Above the steps and on the right side of the stage stood a massive, timeworn ebon chest fitted with bronzen clasps, green with age. This ancient container was decorated with the ubiquitous spiderwebs, formed by slender silver wires cunningly inlaid into the polished wood.
Balancing this venerable repository, on the left side of the platform, a block of golden marble rose altarlike; and all around this plinth were carven cryptic sigils in the old Zamorian script. Upon this splendid base rested a bowl of chalcedony; and in the translucent basin danced an eternal flame, connected, Conan knew not how, with the worship of the spider-god.
In the center of the raised enclosure, the far end of which was cloaked in a blood-red arras, towered the statue of Zath; behind it, in the far left corner, the wall of the sacred area was recessed. The idol, graven of black onyx, was wrought with such fidelity to nature that Conan was half tempted to believe that the statue could indeed possess the power of life at night. The heavy ovoid body, supported by some sort of frame or table draped in crimson velvet to match the incarnadined wall behind it, seemed in the flickering light to stand without support, while each of the spider’s eight join
ted limbs, stouter than a galley’s oar, rested on the marble pave. The statue reminded Conan unpleasantly of the giant spider he had fought in the Elephant Tower several years before, save that the arachnid here depicted was more than twice the size of that remembered monster.
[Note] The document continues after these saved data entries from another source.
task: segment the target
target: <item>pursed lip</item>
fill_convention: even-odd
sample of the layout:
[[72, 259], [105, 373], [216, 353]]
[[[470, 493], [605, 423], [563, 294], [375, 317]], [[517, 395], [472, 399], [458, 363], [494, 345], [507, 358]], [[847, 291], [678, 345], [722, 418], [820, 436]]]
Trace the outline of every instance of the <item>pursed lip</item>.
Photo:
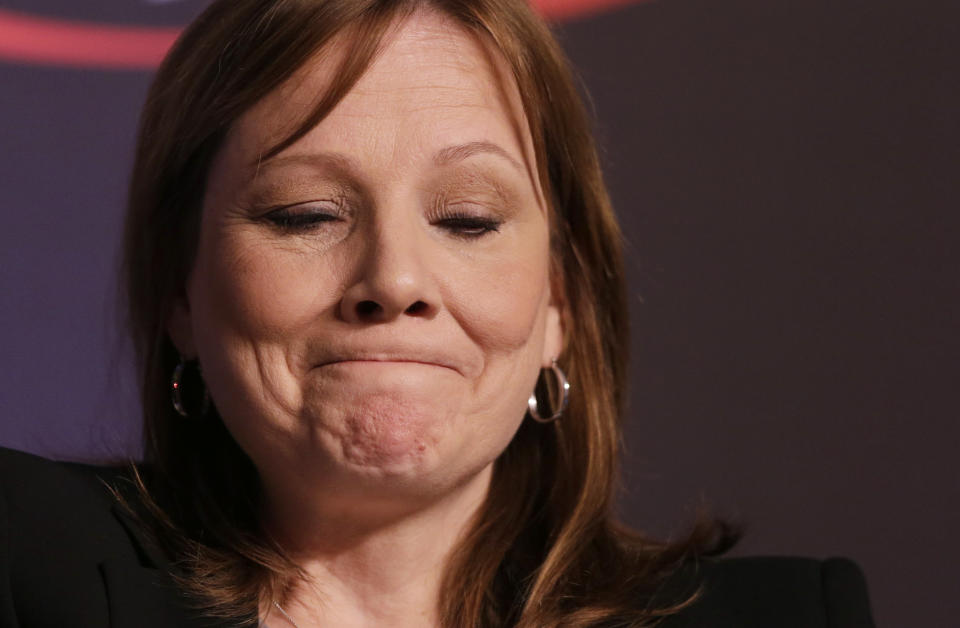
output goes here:
[[453, 363], [449, 358], [442, 355], [410, 355], [410, 354], [393, 354], [393, 353], [346, 353], [340, 355], [334, 355], [327, 357], [321, 360], [316, 367], [320, 368], [323, 366], [331, 366], [335, 364], [350, 364], [357, 363], [362, 364], [364, 362], [381, 362], [381, 363], [396, 363], [396, 364], [422, 364], [426, 366], [438, 366], [442, 368], [447, 368], [457, 373], [461, 373], [461, 370]]

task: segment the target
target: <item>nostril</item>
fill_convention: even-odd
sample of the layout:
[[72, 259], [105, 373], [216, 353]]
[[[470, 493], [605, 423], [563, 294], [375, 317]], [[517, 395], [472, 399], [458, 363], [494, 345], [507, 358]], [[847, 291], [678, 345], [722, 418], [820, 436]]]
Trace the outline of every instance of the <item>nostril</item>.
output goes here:
[[368, 318], [379, 313], [382, 309], [376, 301], [360, 301], [357, 303], [357, 314], [361, 318]]
[[427, 309], [426, 303], [424, 303], [423, 301], [417, 301], [416, 303], [414, 303], [413, 305], [407, 308], [406, 313], [416, 315], [416, 314], [423, 313], [426, 309]]

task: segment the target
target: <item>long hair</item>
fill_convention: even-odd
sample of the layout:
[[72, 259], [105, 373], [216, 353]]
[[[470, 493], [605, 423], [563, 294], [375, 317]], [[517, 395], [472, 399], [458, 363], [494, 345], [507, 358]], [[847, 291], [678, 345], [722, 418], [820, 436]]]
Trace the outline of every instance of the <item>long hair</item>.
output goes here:
[[301, 575], [261, 528], [256, 469], [216, 411], [184, 420], [171, 408], [178, 355], [166, 323], [230, 126], [337, 37], [349, 50], [333, 83], [270, 154], [280, 152], [352, 88], [390, 25], [419, 8], [482, 37], [519, 87], [548, 196], [551, 281], [564, 301], [559, 362], [575, 385], [560, 421], [525, 421], [495, 462], [488, 497], [446, 567], [440, 617], [449, 627], [645, 625], [689, 601], [692, 591], [659, 593], [679, 565], [729, 535], [705, 523], [657, 543], [613, 517], [628, 346], [621, 234], [572, 72], [523, 0], [217, 0], [180, 37], [143, 110], [125, 230], [150, 469], [144, 520], [210, 616], [251, 621]]

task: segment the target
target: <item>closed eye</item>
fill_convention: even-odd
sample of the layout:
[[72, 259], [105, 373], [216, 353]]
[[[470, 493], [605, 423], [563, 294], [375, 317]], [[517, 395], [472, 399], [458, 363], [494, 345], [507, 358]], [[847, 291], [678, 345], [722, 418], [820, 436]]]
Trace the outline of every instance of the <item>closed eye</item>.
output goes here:
[[323, 223], [340, 220], [340, 214], [316, 207], [281, 207], [266, 214], [264, 220], [283, 231], [306, 232]]
[[503, 221], [499, 218], [454, 214], [439, 218], [433, 224], [459, 237], [476, 239], [499, 231]]

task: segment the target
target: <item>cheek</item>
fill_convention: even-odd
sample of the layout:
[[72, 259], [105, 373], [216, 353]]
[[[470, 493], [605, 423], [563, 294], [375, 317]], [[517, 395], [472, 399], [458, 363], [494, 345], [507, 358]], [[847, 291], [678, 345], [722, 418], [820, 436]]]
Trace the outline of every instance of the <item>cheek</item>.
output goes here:
[[469, 279], [458, 281], [464, 289], [450, 288], [451, 311], [483, 355], [465, 411], [483, 432], [477, 438], [505, 447], [539, 372], [549, 300], [546, 243], [496, 256], [464, 274]]
[[542, 342], [538, 332], [548, 298], [544, 257], [496, 256], [484, 264], [467, 265], [457, 285], [449, 286], [447, 301], [453, 315], [488, 357], [513, 355]]
[[191, 278], [191, 304], [200, 303], [210, 322], [228, 333], [281, 341], [332, 301], [336, 264], [320, 265], [315, 257], [242, 233], [206, 251]]
[[193, 333], [225, 419], [285, 421], [302, 403], [303, 330], [327, 307], [334, 279], [315, 259], [245, 235], [203, 242], [188, 285]]

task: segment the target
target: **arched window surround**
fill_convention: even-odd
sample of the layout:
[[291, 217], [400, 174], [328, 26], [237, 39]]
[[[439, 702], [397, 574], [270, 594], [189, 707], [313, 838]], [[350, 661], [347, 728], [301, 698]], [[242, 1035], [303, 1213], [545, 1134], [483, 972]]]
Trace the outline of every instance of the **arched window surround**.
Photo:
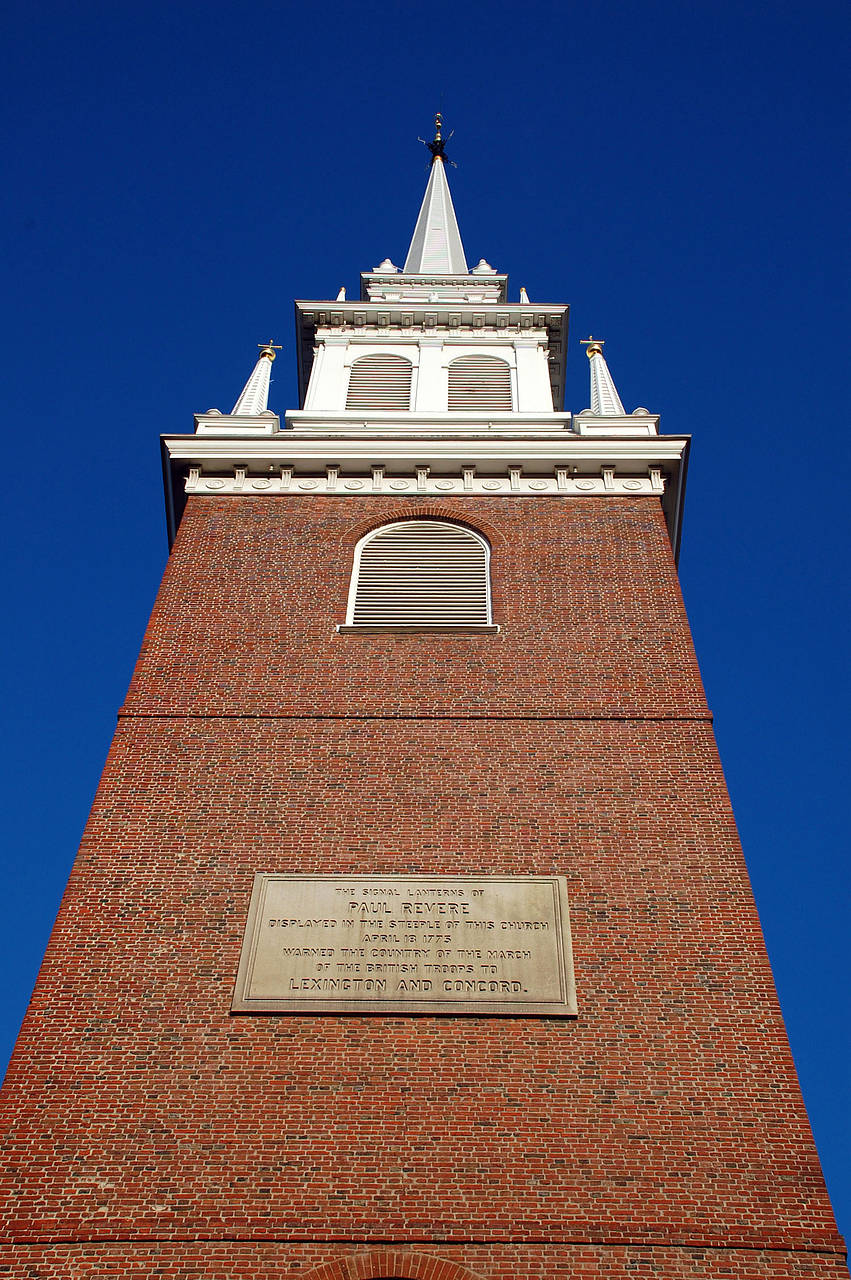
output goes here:
[[[483, 613], [484, 618], [481, 621], [453, 621], [451, 619], [427, 620], [412, 617], [410, 620], [396, 621], [359, 621], [355, 618], [358, 611], [358, 589], [361, 583], [361, 564], [363, 554], [376, 539], [387, 534], [388, 531], [396, 529], [399, 532], [409, 532], [413, 536], [417, 536], [420, 532], [425, 534], [422, 526], [433, 524], [444, 529], [457, 529], [464, 533], [470, 540], [478, 543], [483, 552], [483, 582], [484, 582], [484, 600]], [[408, 527], [406, 529], [406, 526]], [[392, 584], [392, 578], [388, 577], [388, 583]], [[408, 518], [390, 519], [382, 524], [376, 525], [369, 529], [358, 539], [354, 549], [351, 580], [349, 584], [348, 603], [346, 608], [346, 621], [337, 627], [340, 632], [362, 631], [362, 632], [416, 632], [416, 631], [446, 631], [446, 632], [471, 632], [480, 634], [496, 634], [499, 632], [499, 626], [493, 622], [492, 613], [492, 591], [491, 591], [491, 547], [488, 539], [477, 529], [461, 520], [446, 518], [444, 516], [428, 516], [411, 513]]]
[[400, 1252], [371, 1249], [368, 1254], [351, 1254], [320, 1263], [303, 1280], [353, 1280], [355, 1275], [370, 1280], [481, 1280], [467, 1267], [459, 1266], [439, 1253]]

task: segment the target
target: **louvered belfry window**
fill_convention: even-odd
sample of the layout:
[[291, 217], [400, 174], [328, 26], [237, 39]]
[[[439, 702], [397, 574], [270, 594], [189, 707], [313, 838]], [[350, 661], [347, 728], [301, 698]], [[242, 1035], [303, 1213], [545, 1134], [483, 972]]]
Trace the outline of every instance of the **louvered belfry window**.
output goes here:
[[449, 408], [511, 412], [511, 369], [496, 356], [459, 356], [449, 366]]
[[410, 360], [404, 356], [361, 356], [352, 363], [347, 409], [410, 409]]
[[348, 621], [356, 626], [490, 623], [488, 545], [463, 525], [401, 520], [358, 545]]

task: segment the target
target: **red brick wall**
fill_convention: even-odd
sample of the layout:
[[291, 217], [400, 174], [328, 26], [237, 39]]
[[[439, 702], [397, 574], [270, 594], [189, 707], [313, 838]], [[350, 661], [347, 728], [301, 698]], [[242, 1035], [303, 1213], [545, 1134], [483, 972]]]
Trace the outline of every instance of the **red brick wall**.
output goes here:
[[[34, 1255], [37, 1252], [37, 1258]], [[459, 1265], [454, 1261], [463, 1256]], [[318, 1263], [318, 1265], [317, 1265]], [[9, 1280], [847, 1280], [842, 1259], [765, 1249], [688, 1249], [595, 1244], [358, 1245], [180, 1243], [0, 1244]]]
[[[479, 517], [499, 636], [338, 635], [382, 518]], [[703, 690], [653, 498], [190, 498], [126, 710], [693, 715]]]
[[[337, 635], [411, 509], [190, 502], [9, 1070], [0, 1274], [844, 1274], [657, 503], [443, 503], [502, 633]], [[255, 871], [564, 875], [579, 1017], [233, 1017]]]

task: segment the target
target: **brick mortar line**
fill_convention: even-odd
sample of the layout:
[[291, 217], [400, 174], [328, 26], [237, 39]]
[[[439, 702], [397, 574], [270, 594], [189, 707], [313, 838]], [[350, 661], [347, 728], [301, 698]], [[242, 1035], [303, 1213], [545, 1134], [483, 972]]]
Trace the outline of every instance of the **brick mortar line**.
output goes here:
[[497, 716], [497, 715], [351, 715], [322, 714], [311, 715], [267, 714], [260, 711], [125, 711], [118, 712], [119, 720], [495, 720], [506, 723], [520, 722], [536, 724], [538, 722], [595, 721], [602, 724], [612, 721], [618, 724], [641, 724], [644, 721], [659, 724], [697, 723], [712, 724], [715, 717], [711, 711], [704, 711], [694, 716]]
[[563, 1245], [578, 1248], [592, 1247], [595, 1249], [711, 1249], [714, 1253], [815, 1253], [825, 1254], [828, 1256], [836, 1256], [845, 1258], [847, 1250], [845, 1248], [844, 1239], [840, 1236], [840, 1243], [837, 1245], [782, 1245], [782, 1244], [737, 1244], [735, 1242], [726, 1244], [712, 1244], [710, 1241], [658, 1241], [658, 1240], [632, 1240], [624, 1237], [622, 1240], [595, 1240], [590, 1237], [564, 1239], [554, 1239], [552, 1236], [523, 1236], [518, 1239], [513, 1237], [502, 1236], [469, 1236], [463, 1240], [435, 1240], [430, 1236], [114, 1236], [110, 1238], [98, 1237], [74, 1237], [74, 1236], [58, 1236], [50, 1240], [0, 1240], [0, 1247], [15, 1246], [24, 1249], [43, 1249], [54, 1246], [71, 1246], [71, 1245], [92, 1245], [97, 1248], [112, 1248], [117, 1245], [145, 1245], [145, 1244], [171, 1244], [171, 1245], [193, 1245], [193, 1244], [245, 1244], [245, 1245], [261, 1245], [267, 1244], [289, 1244], [289, 1245], [369, 1245], [370, 1247], [381, 1245], [382, 1247], [390, 1246], [393, 1248], [407, 1248], [410, 1245], [429, 1245], [437, 1249], [463, 1249], [469, 1246], [493, 1248], [495, 1246], [510, 1246], [512, 1248], [538, 1248], [541, 1245], [551, 1245], [561, 1247]]

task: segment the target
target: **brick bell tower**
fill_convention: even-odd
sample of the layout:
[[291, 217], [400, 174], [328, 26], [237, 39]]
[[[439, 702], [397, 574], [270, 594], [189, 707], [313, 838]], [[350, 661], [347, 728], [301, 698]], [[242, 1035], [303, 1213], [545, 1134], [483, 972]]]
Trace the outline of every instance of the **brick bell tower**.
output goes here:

Across the front of the creature’s head—or what would have been its head if members of the spider tribe had possessed heads distinct from the forward segment of their bodies—a row of four great eyes gleamed with a bluish radiance in the lamplight. From where he stood, Conan could perceive that, in addition, Zath had four additional eyes, one pair on the sides of its body and the other pair on top. The sight stirred Conan’s predatory instincts, and he whispered to Lar:
“What are those eyes composed of, boy?”
“Sh!” admonished Lar. “Here come the priests.”
The walls of the sacred enclosure were pierced by two doors, one on each side beyond the chest and the altar. A staid procession emerged from the left-hand door: a dozen men in silken turbans and brocaded robes, each carrying a staff with a jewel-encrusted knob of gold or silver. In the lead strode one taller than the rest, a man clad in a flowing white garment and a night-black turban, whose bristling black brows, eagle’s beak of a nose, and voluminous white beard endowed him with a formidable air.
Rainbow-hued were the vestments of the other priests. One wore a scarlet gown and azure headgear; another a purple robe topped by a saffron turban; and yet another a gown of sapphire blue surmounted by a headdress of pale celadon. Conan recognized the Vicar, Harpagus, by his sable robe and snowy turban.
The twelve priests formed a line before the spider-god. At a gesture from Harpagus, the congregation raised their arms aloft and cried in unison: “Hail Zath, god of all! Hail Feridun, apostle of Zath!”